THERE was enough gold on display to light up the dark halls of Baselworld 2014 last week - almost blinding the record 150,000 visitors at the world's biggest watch and jewellery show. So it was pretty smart of Patek Philippe to steal the show with an alternative display of steel timepieces at this annual fair, where about 80 per cent of global sales are sealed.
The two steel watches launched - Annual Calendar Chronograph and Nautilus Travel Time Chronograph - backed by the Patek Philippe pedigree, were among the key exhibits that stood out in a sea of gold and platinum timepieces at the week-long exhibition, held since 1917 in the Swiss city of Basel.
All of the 1,500 exhibitors from over 40 countries - dominated by the Swiss, of course - had plenty of new watches in precious metals to show off this year. Rolex's star piece was an updated version of its red and blue GMT-Master II which first appeared in 1955 in steel. The new version of the travel timepiece, fitted with the ceramic bezel Rolex has put on all its sports watches since 2005, is in white gold.
Chopard made much of the fact that its new L.U.C. Tourbillon Fairmined is created entirely from "Fairmined" gold. Small miners produce this gold in ways friendly to the environment - and miners are paid fairly. Yet apart from the positive spin given to it, Fairmined gold is no different from conventional gold.
Platinum also made a big showing at Baselworld 2014. Omega, which rarely launches new models in this noble metal, has a platinum version of not one but two novelties in its extensive offerings this year - the Seamaster 300 Master Co-Axial and the Seamaster Planet Ocean Orange. The Seamaster 300 is among the first to be powered by Omega's breakthrough anti-magnetic movement, which is to be fitted in all Omega watches by 2019.
Breguet, which shares with Omega the same parent - the giant Swiss Swatch group - took its invention, the gravity-defying tourbillon, to a higher level with the Classique Tourbillon Extra-Plat Automatique 5377. This is the world's slimmest automatic tourbillon - 7.0mm thick - and, fittingly, has a platinum case because it's Breguet's 2014 pride and joy.
Bulgari, in an aggressive push for its Octo line, claims the title for thinnest hand-wound tourbillon with the Octo Finissimo Tourbillon, a flying tourbillon that's only 5.0mm thick - and in platinum.
Other notables in platinum at Baselworld 2014 include independent watchmaker De Bethune's futuristic Dream Watch; Glashutte Original's Senator Chronograph Panorama Date; and Ulysse Nardin's Jazz Minute Repeater.
Showcased at Baselworld 2014 were also many timepieces in materials other than gold or platinum. Omega's limited edition Speedmaster Professional "Moonwatch", marking the 45th anniversary of the 1969 moon-landing, is a titanium version of the watch which the astronauts wore on that historic occasion.

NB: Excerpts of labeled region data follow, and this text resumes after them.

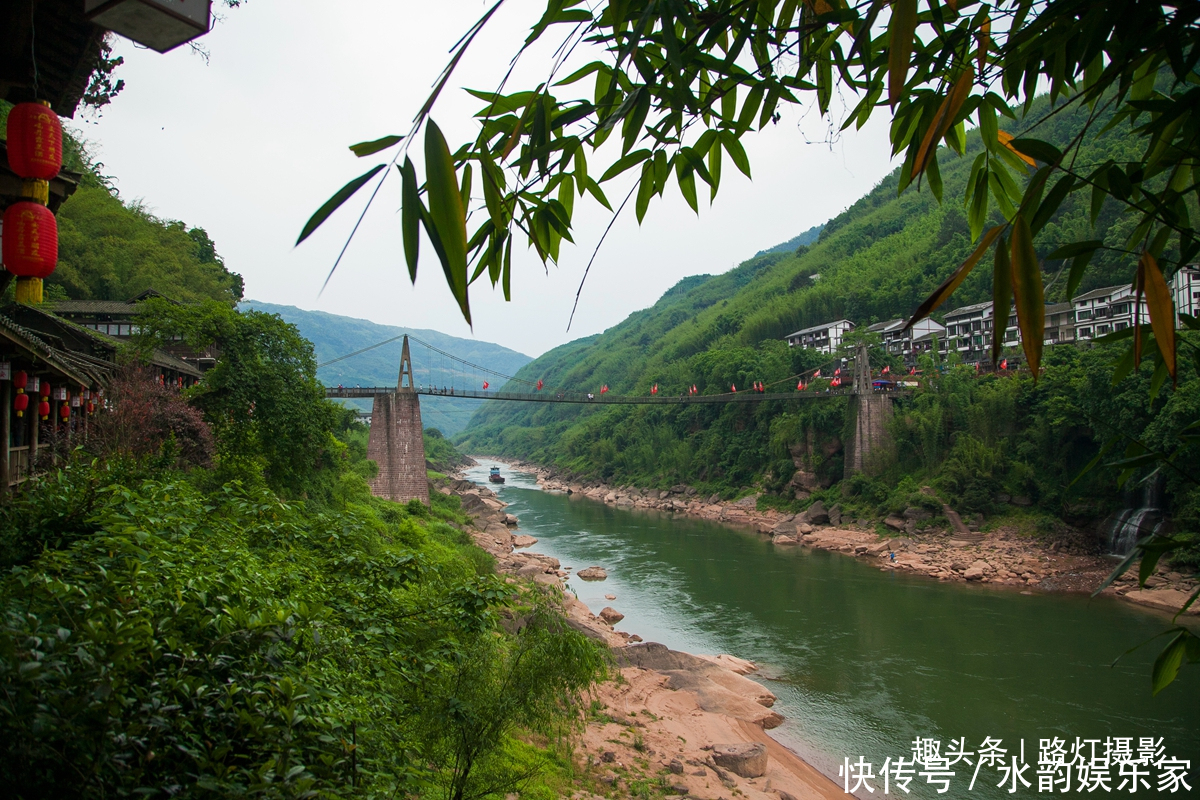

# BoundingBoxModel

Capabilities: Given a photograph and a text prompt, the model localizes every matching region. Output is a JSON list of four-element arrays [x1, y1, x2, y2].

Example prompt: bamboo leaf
[[996, 131, 1038, 167], [400, 158, 422, 283], [721, 131, 750, 178], [350, 134, 404, 158], [1008, 139, 1062, 166], [1138, 252, 1177, 381], [1150, 631, 1190, 694], [296, 164, 386, 245], [425, 120, 470, 324], [1012, 213, 1046, 380], [904, 225, 1004, 330], [888, 0, 917, 109], [600, 149, 652, 184]]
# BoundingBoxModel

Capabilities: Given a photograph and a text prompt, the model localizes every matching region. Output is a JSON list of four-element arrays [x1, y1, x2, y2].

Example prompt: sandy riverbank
[[437, 479, 846, 800], [489, 462, 1200, 615]]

TAG Heuer celebrated the 10th anniversary of its Monaco V4 - a watch powered by the world's first belt-driven movement - with the Monaco V4 Tourbillon, an avant garde timepiece that is the world's first tourbillon to be driven by micro belts. Its case is made from space-grade black titanium.

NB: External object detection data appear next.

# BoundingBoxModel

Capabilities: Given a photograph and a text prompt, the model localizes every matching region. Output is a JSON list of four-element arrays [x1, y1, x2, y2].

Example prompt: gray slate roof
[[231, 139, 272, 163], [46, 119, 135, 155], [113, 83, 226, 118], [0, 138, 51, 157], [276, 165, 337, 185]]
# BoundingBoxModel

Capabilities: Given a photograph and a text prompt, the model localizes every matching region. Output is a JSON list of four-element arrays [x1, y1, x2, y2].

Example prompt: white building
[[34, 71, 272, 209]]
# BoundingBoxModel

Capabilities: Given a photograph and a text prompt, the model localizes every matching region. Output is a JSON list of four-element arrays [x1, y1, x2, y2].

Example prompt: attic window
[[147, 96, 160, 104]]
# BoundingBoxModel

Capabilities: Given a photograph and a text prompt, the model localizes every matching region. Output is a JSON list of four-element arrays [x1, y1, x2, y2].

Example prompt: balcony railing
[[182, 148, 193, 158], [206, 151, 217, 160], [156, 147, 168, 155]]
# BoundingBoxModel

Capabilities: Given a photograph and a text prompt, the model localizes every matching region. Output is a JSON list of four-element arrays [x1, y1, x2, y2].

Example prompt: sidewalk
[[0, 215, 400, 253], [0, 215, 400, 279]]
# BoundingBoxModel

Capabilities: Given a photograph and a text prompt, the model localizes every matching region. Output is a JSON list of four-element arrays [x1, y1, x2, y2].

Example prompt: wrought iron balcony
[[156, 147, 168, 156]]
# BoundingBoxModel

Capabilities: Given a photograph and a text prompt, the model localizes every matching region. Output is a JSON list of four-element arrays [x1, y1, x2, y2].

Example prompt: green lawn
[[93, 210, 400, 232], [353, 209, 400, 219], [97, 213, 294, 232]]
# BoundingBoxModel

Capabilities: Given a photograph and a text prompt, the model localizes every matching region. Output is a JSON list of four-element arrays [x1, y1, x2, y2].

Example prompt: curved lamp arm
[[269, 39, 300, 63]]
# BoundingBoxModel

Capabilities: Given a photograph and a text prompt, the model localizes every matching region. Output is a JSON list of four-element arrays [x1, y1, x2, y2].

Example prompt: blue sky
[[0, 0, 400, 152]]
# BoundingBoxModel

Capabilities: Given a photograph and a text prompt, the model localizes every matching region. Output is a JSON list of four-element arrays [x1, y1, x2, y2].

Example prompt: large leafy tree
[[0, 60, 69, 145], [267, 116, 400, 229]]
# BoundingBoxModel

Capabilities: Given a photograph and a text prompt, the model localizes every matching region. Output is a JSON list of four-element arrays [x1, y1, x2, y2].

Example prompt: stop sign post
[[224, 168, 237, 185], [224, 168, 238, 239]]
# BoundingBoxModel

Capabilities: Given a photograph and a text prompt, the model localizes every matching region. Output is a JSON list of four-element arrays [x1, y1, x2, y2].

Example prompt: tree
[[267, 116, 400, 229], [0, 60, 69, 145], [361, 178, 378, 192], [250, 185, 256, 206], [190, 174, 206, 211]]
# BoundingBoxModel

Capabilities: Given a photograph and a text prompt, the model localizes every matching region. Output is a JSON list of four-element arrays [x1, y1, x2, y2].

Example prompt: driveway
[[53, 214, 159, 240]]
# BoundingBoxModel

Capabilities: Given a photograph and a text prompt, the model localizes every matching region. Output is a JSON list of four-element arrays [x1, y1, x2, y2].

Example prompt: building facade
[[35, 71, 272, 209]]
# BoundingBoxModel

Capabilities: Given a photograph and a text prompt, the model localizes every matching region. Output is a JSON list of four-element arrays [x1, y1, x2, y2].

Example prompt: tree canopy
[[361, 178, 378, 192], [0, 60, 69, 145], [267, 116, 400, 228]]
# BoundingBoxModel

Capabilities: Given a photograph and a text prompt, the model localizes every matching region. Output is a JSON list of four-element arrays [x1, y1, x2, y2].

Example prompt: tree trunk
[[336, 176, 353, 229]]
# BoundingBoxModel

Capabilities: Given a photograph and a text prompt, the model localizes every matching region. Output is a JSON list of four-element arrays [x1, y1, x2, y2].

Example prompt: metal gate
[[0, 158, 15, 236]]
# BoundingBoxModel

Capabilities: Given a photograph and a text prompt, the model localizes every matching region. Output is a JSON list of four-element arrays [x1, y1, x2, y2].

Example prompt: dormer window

At Blancpain, another Swatch brand, chief executive Marc Hayek (also CEO of Breguet and Jaquet Droz) liked to show visitors the black ceramic variation of the new Fifty Fathoms Bathyscaphe Chronographe, a flyback chronograph that succeeds last year's Fifty Fathoms Bathyscaphe which remembers the 60th anniversary of the brand's iconic diving watch.
But while titanium and ceramic are increasingly used in watchmaking, they are, unlike gold and platinum, still high-tech materials that can turn out to be more interesting. Rolex has done what it claims to be the impossible by creating a blue and red ceramic bezel for the GMT Master II. Omega has similarly produced an orange ceramic bezel for the Seamaster Planet Ocean Orange.

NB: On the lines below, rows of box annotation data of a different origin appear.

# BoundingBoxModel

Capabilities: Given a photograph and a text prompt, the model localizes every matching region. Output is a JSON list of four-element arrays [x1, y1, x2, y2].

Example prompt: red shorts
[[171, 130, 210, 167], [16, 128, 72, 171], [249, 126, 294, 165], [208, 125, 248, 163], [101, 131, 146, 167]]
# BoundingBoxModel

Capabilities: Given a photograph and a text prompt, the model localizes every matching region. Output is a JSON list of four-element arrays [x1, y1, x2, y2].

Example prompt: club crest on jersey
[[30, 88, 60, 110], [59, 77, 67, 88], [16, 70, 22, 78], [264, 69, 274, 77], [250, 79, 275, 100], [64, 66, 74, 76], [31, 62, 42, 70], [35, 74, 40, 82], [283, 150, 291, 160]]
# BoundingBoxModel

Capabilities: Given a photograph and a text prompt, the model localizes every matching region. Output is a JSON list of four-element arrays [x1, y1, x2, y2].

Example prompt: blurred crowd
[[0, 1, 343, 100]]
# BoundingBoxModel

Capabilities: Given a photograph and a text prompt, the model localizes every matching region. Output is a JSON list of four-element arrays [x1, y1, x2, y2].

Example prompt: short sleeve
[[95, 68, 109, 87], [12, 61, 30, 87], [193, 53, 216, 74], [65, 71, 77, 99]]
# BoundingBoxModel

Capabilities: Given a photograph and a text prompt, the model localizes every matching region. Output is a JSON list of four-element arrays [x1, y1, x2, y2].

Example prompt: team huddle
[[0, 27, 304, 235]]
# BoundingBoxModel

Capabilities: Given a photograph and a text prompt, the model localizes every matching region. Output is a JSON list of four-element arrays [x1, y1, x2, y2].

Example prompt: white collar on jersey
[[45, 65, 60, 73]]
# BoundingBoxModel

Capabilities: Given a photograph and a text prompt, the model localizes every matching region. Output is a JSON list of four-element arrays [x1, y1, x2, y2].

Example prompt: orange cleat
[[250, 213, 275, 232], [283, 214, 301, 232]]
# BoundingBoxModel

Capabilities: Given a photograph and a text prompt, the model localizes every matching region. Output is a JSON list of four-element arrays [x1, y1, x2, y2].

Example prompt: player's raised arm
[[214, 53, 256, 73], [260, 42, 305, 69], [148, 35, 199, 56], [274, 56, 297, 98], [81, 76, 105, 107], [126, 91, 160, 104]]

Steel is more common than gold and platinum in watches, but that's true only for watch brands at lower price points. Longines' new commemorative Conquest Heritage 1954-2014 in steel is priced at just $2,390. You don't find an equivalent at that price among brands like Omega, Patek or Rolex.
The two new steel Pateks are priced around $70,000 each. And they will be in demand despite the stiff prices.
"Steel and complications are a rare combination in Patek Philippe's collection, so this is raising a lot of interest," Patek's president Thierry Stern explains.
The Annual Calendar Chronograph will be also Patek's first annual calendar chronograph with a steel bracelet, while the Nautilus Travel Time Chronograph is the most complicated timepiece in the iconic Nautilus line - and you can't get that in gold or platinum.